Philippe’s mouth slowly widened into a humourless smile.
‘Ah, now we cut to the heart of the beast. Gaspard, no doubt, told you that I generously rewarded his diligence in finding the record. And you thought, But I, too, spent many hours searching long and hard like my master. Indeed, perhaps it was you who discovered the book on those dusty shelves and, not unnaturally, you are thinking, But where is the justice in this? I also should have been rewarded for my pains, even though I am a mere apprentice.’
I gave a half-nod, uncertain whether he was mocking me or actually thought I had a point.

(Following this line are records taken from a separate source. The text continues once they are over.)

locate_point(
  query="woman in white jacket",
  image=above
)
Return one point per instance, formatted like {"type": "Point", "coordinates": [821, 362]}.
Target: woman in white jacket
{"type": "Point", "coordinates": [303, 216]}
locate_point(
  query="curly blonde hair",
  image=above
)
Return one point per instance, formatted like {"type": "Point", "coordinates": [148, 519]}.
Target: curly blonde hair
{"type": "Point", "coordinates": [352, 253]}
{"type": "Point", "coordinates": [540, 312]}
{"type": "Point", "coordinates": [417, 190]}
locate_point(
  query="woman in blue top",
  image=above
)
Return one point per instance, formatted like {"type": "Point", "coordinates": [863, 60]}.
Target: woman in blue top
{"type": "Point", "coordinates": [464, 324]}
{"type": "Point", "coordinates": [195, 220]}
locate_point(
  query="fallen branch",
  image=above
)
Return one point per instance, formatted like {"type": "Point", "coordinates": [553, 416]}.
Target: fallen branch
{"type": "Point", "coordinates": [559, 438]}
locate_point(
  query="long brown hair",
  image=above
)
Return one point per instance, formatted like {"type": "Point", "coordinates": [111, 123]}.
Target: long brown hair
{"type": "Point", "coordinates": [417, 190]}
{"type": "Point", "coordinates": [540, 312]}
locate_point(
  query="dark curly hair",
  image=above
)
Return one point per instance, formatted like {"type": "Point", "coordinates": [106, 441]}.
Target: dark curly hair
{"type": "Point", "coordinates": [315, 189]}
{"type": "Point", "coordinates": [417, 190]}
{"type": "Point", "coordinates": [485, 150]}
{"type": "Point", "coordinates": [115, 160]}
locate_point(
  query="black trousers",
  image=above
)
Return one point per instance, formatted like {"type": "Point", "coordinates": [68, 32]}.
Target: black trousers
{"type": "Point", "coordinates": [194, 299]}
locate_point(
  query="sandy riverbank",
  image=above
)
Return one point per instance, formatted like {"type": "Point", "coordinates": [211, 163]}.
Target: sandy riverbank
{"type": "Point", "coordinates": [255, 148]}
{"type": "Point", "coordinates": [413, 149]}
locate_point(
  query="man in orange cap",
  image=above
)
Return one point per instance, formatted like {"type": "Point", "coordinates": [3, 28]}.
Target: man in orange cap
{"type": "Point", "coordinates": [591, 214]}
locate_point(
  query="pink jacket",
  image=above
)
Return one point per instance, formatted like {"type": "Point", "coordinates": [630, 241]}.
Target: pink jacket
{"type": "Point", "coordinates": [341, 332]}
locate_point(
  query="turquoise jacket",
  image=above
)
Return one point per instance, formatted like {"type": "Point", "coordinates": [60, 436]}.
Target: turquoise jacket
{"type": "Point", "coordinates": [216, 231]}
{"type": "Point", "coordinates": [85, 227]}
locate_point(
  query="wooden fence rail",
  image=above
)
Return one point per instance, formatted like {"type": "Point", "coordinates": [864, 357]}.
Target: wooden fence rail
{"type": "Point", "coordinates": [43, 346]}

He paused, regarding me for a long time. A heavy silence descended on the chamber, broken only by the cracking of the logs on the fire and the moaning of the wind through the shutters. I could hear my own heart pounding in my chest. Was he going to pay me, have me thrown out or worse? It suddenly occurred to me that he could easily have me flogged bloody. The sweat was trickling down my forehead, but I daren’t wipe it away for fear of drawing attention to it. I knew I shouldn’t let him see I was afraid, but it was all I could do to stop myself blurting out that I’d made a terrible mistake and throwing myself on my knees, begging him to forgive me. I was on the verge of doing just that when he spoke again.